日本では全国民の半数が何らかのアレルギーを抱えているとされ、
診療科として「アレルギー科」を掲げている医療機関も増えています。
アトピー性皮膚炎もそんなアレルギーの一つ。原因は未解明で、
その患者数は2014年の厚生労働省のデータによると、
推定総患者数は45万6千人余りとなっています。
アトピー性皮膚炎の治療は主に免疫を抑制するためのステロイド系などの外用薬が用いられます。
ステロイド外用薬は薬効の強さ別に5段階に分かれ、
使用は適切な強さの薬を適切な期間、適切な場所に塗布しなければなりません。
世の中には皮膚が黒くなる、体の中に蓄積してしまうなどといった根拠のない噂も流布していますが、
むしろ医師の指示に従わず、中途半端な量を使用すると、副作用が出やすくなる傾向があります。
腸内環境を整える乳酸菌
このようなアトピー性皮膚炎に対する治療は、痒みなどの皮膚症状を抑えるための対症療法になります。
アトピー性皮膚炎を含めて、アレルギーに悩まされている人にとっては、
体の内側からアレルギーが起きなくするようにしたいものです。
そんなアレルギーの根本的な対策として注目されているのが乳酸菌。
乳酸菌とはその代謝機能により、乳酸を作り出す細菌のことをいいます。
乳酸菌は古来より、漬け物やチーズなど、世界中の発酵食品に用いられていますが、
近年は研究が進んで、アレルギー症状を改善するとされている乳酸菌も見つかっています。

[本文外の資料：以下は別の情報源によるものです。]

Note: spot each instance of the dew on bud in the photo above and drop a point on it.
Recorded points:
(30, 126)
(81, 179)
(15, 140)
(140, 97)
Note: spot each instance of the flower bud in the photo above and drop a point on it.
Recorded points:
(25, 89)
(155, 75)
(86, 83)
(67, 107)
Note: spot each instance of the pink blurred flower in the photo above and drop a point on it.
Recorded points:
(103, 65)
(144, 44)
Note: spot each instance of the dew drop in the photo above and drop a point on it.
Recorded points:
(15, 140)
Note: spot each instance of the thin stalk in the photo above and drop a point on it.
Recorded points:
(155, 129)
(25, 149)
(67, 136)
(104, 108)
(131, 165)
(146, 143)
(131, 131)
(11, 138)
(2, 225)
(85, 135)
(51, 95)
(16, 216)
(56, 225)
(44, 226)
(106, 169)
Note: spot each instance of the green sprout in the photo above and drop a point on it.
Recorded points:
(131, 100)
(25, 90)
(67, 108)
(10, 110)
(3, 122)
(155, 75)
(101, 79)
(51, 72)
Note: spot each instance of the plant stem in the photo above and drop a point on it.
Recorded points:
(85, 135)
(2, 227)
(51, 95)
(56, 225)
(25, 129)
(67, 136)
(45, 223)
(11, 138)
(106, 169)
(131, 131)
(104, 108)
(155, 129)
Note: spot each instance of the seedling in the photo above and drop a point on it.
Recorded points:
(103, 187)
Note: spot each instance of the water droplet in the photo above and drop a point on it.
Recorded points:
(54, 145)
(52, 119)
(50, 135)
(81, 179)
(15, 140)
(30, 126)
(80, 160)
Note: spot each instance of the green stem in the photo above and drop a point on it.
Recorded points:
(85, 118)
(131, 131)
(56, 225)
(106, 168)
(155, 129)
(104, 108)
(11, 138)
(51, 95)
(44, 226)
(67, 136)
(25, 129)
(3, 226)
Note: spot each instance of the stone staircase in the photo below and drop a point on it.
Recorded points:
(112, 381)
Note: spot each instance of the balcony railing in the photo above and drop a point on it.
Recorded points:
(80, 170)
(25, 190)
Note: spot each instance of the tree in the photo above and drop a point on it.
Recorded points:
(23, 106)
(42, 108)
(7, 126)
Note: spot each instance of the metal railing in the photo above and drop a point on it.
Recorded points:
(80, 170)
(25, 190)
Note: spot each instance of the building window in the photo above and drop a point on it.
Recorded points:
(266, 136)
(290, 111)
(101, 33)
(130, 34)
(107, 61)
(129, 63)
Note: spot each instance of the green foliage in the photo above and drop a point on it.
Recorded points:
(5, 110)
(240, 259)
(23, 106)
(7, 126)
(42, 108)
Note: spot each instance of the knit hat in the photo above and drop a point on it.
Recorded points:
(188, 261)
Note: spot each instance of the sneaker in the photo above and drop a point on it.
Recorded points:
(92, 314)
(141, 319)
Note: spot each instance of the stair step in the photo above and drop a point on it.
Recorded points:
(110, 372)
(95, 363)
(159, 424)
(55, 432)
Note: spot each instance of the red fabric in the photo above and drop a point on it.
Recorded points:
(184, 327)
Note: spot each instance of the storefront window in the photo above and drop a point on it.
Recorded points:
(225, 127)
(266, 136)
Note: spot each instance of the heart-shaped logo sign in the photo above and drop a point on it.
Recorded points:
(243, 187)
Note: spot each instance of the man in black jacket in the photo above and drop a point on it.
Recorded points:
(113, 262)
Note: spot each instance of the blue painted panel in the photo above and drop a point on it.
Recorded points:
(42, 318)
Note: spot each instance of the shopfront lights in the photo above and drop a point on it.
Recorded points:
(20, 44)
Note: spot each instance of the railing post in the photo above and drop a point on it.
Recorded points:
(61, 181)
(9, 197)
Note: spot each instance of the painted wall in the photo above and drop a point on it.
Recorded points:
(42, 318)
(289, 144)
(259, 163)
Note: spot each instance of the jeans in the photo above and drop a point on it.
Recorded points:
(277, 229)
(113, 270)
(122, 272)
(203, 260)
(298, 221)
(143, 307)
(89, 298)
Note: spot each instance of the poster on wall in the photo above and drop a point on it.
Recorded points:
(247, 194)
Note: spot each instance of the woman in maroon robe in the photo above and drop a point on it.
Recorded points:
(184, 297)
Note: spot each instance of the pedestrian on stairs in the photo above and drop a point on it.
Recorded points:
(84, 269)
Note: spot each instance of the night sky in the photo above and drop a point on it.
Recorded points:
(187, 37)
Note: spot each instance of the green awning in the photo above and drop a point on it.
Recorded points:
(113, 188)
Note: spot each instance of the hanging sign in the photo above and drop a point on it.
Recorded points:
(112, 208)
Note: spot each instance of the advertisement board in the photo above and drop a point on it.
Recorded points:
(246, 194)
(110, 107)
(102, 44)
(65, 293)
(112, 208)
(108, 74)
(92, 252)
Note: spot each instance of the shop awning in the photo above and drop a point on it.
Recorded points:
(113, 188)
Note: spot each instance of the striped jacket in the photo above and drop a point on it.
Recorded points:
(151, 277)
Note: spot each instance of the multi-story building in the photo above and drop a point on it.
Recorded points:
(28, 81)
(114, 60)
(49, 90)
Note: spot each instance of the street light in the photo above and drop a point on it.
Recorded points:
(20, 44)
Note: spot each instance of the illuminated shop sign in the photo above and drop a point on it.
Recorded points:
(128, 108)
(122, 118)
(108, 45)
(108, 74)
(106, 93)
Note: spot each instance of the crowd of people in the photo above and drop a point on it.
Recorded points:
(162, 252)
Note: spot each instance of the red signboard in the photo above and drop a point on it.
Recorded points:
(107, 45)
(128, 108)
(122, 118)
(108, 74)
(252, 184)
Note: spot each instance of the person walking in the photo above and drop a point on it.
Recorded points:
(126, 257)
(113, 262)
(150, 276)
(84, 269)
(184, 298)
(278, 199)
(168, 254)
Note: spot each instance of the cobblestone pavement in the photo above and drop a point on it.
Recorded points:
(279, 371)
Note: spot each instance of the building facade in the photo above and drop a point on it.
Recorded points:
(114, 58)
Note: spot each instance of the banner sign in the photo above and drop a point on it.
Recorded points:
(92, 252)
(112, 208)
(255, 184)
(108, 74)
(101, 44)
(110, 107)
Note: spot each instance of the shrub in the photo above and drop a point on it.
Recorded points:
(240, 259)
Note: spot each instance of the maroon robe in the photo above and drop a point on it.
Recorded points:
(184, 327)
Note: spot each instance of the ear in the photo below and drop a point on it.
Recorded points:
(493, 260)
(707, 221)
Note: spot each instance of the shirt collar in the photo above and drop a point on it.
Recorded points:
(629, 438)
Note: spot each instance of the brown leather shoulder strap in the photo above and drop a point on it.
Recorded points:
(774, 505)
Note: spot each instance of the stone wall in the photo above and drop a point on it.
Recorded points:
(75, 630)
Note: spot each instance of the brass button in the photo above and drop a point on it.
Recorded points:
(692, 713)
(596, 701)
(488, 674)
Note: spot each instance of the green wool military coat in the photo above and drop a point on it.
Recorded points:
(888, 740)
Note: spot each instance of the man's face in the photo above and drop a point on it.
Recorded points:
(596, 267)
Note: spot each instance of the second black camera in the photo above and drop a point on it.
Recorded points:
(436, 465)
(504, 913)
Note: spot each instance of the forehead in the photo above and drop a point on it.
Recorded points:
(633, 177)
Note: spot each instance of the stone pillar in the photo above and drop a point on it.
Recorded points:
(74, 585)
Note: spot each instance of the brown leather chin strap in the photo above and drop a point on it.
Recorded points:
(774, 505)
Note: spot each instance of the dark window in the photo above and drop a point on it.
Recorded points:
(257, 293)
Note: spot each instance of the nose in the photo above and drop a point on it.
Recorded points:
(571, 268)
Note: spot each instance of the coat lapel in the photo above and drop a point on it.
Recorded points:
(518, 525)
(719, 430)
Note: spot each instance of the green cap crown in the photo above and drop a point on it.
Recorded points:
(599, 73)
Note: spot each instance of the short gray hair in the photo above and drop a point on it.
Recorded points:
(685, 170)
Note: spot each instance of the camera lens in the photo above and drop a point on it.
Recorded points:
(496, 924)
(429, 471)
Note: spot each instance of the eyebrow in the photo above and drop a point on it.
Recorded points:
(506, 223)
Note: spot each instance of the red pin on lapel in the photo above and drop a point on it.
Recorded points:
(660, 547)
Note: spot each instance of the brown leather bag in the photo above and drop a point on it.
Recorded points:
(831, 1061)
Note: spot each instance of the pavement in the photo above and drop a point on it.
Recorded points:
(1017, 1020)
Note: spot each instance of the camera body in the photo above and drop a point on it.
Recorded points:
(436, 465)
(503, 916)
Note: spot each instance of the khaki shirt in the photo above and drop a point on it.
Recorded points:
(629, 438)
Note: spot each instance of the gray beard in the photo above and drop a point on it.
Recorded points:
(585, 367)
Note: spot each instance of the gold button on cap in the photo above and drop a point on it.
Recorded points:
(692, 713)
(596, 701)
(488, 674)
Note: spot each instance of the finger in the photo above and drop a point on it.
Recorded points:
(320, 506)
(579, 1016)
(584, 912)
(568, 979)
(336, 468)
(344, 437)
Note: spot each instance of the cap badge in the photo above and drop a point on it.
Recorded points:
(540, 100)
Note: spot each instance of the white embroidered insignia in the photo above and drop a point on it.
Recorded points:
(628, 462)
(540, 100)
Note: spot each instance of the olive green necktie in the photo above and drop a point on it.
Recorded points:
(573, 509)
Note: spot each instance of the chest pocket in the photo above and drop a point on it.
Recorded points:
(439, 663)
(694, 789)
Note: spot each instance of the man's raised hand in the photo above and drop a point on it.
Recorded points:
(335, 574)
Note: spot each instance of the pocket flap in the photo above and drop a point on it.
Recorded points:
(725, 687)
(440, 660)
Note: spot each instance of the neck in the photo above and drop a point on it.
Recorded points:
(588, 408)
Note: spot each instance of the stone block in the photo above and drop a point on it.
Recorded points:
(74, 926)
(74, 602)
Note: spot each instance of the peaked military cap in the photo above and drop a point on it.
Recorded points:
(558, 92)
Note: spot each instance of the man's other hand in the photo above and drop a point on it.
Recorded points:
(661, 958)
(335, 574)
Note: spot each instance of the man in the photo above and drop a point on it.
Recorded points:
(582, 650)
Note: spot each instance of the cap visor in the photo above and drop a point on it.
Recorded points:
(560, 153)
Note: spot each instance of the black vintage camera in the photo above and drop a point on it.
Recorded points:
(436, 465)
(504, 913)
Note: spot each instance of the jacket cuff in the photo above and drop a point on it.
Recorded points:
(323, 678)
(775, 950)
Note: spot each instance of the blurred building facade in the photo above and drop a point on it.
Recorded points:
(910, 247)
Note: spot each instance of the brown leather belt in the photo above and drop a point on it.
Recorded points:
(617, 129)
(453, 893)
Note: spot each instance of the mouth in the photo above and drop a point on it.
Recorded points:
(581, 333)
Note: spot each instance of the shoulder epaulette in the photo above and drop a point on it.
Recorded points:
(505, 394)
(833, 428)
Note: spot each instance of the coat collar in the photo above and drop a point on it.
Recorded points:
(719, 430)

私たちの腸内は、さまざまな種類の細菌が無数に生息しています。
この腸の中の細菌のバランスが崩れると、健康を損ねると考えられていて、
乳酸菌にはそのバランスを整える機能が期待されています。
現時点では、「L-55」「L-92」などの乳酸菌が、
アトピー性皮膚炎などのアレルギー症状を緩和するとされています。
そして、これら乳酸菌による効果は対症療法とは違い、
アレルギー全般、多くの人が悩まされている花粉症などにも効果が期待できます。
もちろん、これらには即効性はありません。
乳酸菌は継続して摂取することで、腸内を改善しようとするものなのです。
ただ、こういった健康情報というものは無数に存在し、
そのなかには根拠が不明なものもあるので、情報を闇雲に信じ込むと、
期待通りの効果がないだけでなく、体によくない影響があるかもしれません。
体質を改善し、体の内側からアレルギー症状を改善しようというのですから、
逆に悪化させるようでは本末転倒です。
ぜひ、その製品が謳っている効果のエビデンス(医学的根拠)を確認して下さい。
皮膚科医師で、金沢大学医薬保健研究域医学系皮膚科学教室の竹原和彦教授は、
アトピー性皮膚炎患者の気持ちにつけ込んだ商法を「アトピービジネス」と呼び警鐘を鳴らしていて、
特にアトピーで悩んでいる人は注意が必要です。
アレルギーを体質から改善したいと考えるからのであれば、
これらの乳酸菌を摂ることが一つの方法となります。
自分の体質や好みに合った乳酸菌はどれなのか、
それぞれ試してみるのもよいのではないでしょうか。